As práticas homossexuais resultam, às vezes, de uma preferência 
instintiva; às vezes, de condições exteriores desfavoráveis às relações 
normais. Uma sua causa frequente é a inversão sexual congênita, ou seja,
 “o instinto sexual dirigido, por anomalia constitucional inata, às 
pessoas do mesmo sexo”. Parece provável que os homens afeminados e as 
mulheres masculinizadas de que tratei acima, são, em muitos casos, ao 
menos, invertidos sexuais; contudo, tratando-se dos chamans, a mudança 
de sexo pode, também, provir da crença em que os chamans, transformados,
 detém, como as suas confreiras mulheres, um poder particular. Holder 
afirma a existência da inversão congênita, nas tribos norte-ocidentais 
dos Estados Unidos da América, o dr. Bauman, nos povos do Zanzibar. No 
Marrocos, também, creio ser ela assaz frequente. Contudo, em relação aos
 povos estranhos à Europa, não podemos muito senão apoiarnos em simples 
conjecturas; não conhecemos muito a inversão congênita senão pelas 
confissões espontâneas dos invertidos. As maior parte dos viajantes 
ignora totalmente o lado psicológico da questão; mesmo para um 
especialista, deve ser, amiúde, mais ou menos impossível determinar, 
perante um caso de inversão, se ela é congênita ou adquirida. A dizer 
verdade, a inversão adquirida supõe, ela própria, uma disposição inata 
que, em certas circunstâncias, resulta, por desenvolvimento, na inversão
 verdadeira. Demais, entre a inversão e a sexualidade "normal", parece 
que se encontram todas as espécies de graus. Guilherme James pensa que a
 inversão é “uma variedade do apetite sexual, de que, muito 
provavelmente, a maior parte dos homens possui a possibilidade germinal”

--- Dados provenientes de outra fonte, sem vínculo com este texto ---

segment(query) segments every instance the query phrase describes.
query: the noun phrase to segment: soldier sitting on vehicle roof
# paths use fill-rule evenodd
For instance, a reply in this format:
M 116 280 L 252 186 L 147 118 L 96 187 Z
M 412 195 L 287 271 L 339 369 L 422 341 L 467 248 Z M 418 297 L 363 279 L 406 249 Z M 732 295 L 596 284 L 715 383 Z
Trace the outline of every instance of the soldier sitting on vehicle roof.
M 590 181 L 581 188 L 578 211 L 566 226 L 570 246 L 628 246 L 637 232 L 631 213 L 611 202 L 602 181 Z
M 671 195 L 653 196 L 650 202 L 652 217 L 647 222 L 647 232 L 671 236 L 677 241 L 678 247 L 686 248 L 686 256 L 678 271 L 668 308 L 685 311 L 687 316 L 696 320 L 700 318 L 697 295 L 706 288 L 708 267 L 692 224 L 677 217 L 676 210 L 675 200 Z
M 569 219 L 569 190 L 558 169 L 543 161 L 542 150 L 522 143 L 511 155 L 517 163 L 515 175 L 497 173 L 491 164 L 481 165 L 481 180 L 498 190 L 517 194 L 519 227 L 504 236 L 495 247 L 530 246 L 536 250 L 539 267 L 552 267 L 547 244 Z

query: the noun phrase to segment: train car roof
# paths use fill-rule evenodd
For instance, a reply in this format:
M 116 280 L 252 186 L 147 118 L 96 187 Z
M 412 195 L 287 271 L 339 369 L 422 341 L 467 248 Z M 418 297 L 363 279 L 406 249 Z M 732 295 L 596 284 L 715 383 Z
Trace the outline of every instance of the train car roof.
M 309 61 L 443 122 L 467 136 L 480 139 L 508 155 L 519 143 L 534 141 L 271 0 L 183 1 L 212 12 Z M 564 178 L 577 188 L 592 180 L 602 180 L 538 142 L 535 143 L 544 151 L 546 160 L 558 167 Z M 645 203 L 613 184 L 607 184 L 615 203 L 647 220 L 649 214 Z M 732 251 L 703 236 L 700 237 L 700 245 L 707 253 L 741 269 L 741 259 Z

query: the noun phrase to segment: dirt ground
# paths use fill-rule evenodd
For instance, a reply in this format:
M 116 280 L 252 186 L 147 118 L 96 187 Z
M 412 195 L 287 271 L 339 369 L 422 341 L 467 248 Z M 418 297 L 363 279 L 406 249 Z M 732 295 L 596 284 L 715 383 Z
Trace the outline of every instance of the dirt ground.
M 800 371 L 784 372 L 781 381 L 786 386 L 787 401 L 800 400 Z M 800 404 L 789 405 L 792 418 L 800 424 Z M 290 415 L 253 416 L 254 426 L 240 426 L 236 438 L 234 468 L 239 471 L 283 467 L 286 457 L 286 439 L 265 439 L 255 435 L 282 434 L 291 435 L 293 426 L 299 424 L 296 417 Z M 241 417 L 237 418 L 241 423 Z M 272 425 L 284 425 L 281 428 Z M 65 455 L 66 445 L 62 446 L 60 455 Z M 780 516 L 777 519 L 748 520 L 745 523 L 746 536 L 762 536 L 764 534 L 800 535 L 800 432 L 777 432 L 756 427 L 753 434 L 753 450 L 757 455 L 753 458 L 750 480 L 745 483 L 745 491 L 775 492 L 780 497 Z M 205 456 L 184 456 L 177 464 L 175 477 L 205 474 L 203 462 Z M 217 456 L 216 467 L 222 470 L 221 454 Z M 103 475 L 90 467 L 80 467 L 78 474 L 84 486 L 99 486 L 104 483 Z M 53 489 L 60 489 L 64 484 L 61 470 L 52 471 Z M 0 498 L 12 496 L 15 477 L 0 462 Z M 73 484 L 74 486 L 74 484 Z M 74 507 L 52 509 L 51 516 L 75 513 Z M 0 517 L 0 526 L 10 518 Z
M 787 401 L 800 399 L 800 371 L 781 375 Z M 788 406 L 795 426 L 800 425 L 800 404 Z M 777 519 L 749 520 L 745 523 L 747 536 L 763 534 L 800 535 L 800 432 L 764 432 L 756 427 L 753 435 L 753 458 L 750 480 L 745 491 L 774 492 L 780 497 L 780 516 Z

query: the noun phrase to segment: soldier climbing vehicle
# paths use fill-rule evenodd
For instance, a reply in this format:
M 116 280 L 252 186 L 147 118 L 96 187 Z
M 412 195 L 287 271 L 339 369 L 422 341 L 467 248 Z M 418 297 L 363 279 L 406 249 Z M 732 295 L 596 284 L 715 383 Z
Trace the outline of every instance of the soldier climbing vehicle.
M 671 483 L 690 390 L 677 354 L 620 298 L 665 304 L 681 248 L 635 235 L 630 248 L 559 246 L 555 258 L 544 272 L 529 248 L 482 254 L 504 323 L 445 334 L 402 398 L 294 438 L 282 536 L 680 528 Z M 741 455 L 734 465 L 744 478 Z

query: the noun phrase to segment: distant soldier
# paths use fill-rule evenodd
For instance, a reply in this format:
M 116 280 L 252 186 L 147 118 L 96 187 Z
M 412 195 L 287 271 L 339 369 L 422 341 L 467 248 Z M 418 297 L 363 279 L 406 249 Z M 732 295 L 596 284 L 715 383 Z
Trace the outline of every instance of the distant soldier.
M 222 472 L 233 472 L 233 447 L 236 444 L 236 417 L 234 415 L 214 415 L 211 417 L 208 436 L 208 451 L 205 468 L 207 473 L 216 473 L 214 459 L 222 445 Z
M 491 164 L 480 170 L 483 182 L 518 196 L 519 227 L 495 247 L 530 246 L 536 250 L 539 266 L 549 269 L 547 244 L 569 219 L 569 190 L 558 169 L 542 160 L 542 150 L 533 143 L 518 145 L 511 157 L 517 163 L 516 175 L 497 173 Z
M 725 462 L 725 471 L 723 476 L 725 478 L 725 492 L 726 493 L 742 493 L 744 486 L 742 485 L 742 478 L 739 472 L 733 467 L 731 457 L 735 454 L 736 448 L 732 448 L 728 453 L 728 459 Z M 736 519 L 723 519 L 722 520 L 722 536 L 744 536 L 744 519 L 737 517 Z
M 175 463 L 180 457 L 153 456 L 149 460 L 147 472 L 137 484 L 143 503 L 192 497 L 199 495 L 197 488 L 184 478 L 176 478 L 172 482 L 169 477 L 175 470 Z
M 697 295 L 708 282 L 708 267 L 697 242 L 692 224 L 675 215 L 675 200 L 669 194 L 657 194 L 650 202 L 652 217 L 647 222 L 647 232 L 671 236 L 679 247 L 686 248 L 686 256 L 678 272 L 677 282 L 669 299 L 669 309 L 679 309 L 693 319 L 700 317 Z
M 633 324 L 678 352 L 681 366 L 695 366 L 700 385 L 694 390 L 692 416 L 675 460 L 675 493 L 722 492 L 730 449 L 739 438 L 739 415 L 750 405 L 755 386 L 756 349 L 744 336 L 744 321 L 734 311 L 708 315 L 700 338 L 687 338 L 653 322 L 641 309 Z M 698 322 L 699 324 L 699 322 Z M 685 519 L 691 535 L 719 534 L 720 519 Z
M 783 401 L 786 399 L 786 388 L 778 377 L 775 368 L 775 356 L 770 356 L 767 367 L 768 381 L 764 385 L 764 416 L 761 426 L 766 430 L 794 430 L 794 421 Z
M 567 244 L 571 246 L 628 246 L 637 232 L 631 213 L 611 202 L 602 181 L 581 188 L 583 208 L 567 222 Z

 . É assim, seguramente, no início da puberdade.  (Continuará).
1 James, Princípios de psicologia, II, p. 439. (Nota de Westermarck).
 2 Dessoir chegou mesmo à conclusão (em Sobre a psicologia da vida 
sexual) de que “um sentimento sexual não diferenciado é normal, em 
média, nos primeiros anos da puberdade”. Porém trata-se, manifestamente 
de um exagero (conforme Havelock Ellis). (Nota de Westermarck).